S’exprimer en public s’apprend, comme on apprend l’art de la cuisine ou la pâtisserie, comme on apprend encore à jouer d’un instrument de musique ou à conduire une voiture.
Il suffit de quelques heures de travail pour en maîtriser les fondamentaux. Comme pour les autres arts reposant sur la maîtrise de techniques, il faut commencer par faire ses gammes.
Des chemins musculaires et nerveux
L’art de la parole est en premier lieu une activité physique de la même famille que les arts de la scène, la danse, le chant, la comédie. Il partage les mêmes fondations que des pratiques aussi diverses que le yoga, les arts martiaux et la plupart des sports. Les gammes consistent à s’approprier (ou redéfricher) des chemins musculaires et nerveux afin qu’ils deviennent réflexes et qu’on n’ait plus à y penser lorsqu’on parle devant les autres. C’est pourquoi la maîtrise de l’oral est bien plus ouverte socialement qu’on le croit. Il existe par exemple des formations qui permettent à des jeunes décrocheurs scolaires d’acquérir les bases de l’expression orale en quelques heures.

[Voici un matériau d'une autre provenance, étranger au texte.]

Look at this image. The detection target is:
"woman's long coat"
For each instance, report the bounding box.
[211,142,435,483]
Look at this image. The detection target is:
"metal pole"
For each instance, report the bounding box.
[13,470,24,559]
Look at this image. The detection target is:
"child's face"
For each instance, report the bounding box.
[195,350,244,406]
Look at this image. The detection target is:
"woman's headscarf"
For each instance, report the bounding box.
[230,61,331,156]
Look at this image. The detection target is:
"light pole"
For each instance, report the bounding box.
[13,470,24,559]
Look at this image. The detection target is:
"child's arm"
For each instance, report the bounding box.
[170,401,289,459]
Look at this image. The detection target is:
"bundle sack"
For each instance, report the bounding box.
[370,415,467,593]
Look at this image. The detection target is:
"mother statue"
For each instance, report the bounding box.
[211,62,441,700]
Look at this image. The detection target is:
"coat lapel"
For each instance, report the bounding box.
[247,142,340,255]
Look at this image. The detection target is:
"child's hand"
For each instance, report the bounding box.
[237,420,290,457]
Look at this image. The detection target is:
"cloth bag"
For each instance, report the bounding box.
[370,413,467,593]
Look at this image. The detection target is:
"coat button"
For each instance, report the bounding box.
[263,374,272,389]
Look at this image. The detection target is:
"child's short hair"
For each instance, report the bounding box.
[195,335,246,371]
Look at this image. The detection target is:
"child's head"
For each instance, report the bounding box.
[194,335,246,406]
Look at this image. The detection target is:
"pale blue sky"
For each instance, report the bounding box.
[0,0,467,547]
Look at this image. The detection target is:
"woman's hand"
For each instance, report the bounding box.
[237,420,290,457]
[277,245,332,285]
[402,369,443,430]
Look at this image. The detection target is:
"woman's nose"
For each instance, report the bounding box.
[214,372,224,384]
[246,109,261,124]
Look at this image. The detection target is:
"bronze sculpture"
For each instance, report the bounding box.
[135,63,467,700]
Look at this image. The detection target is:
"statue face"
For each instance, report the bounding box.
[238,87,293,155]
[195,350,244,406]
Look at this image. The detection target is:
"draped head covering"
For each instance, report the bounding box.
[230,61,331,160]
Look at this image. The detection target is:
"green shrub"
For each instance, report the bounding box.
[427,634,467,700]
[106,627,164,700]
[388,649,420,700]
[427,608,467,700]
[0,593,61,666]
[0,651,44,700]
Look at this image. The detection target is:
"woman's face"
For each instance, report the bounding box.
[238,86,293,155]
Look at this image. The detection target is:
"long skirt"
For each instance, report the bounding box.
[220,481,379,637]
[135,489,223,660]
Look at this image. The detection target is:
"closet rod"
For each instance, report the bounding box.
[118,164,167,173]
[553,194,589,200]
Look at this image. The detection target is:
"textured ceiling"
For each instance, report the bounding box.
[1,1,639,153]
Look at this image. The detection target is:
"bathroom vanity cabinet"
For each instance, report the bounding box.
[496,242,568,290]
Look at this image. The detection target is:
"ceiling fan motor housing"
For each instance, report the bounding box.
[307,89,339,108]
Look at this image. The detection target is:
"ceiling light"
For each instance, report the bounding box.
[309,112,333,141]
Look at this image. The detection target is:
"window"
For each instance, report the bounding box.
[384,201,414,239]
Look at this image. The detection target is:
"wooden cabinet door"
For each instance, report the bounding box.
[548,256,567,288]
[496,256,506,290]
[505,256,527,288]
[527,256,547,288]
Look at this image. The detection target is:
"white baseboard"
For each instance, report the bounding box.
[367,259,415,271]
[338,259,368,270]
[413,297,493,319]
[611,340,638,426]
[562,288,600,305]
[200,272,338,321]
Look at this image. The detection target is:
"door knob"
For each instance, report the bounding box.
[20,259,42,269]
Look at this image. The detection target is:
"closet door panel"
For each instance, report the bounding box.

Si l’on relit minutieusement les auteurs de l’Antiquité, on s’aperçoit ainsi que les plus grands orateurs ne le sont devenus que par un entraînement du corps, de la respiration, de la voix. Lorsque Démosthène (4e siècle av. J.C.) se risque à son premier discours devant un grand public, il revient chez lui en pleurant. La moitié de son auditoire, des commerçants athéniens, des artisans, des pêcheurs lui tournent le dos quand ils ne se moquent pas ouvertement de lui. Averti de sa déconvenue, un ami comédien le réconforte et propose de lui enseigner les techniques qui lui font défaut. Celles de base sont les mêmes que celles de l’acteur, déclare-t-il. Et c’est ainsi que celui qui allait devenir le plus grand orateur de l’Antiquité, qui a inspiré les modèles de l’art oratoire depuis plus de deux millénaires se concentre sur des exercices physiques. Il a le souffle court et, selon certaines sources, bégaye : qu’à cela ne tienne, il déclame des tirades et des vers en courant et en remontant des pentes, avec dans la bouche des gravillons qu’il a recueillis au bord de la rivière. Son épaule se relève mécaniquement quand il parle en public – signe de nervosité que d’autres dans l’histoire ont pu avoir –, il répète ses discours, l’épaule sous une lance suspendue au plafond. De même, Cicéron encore jeune homme constate la médiocrité de ses performances et commence par développer son souffle.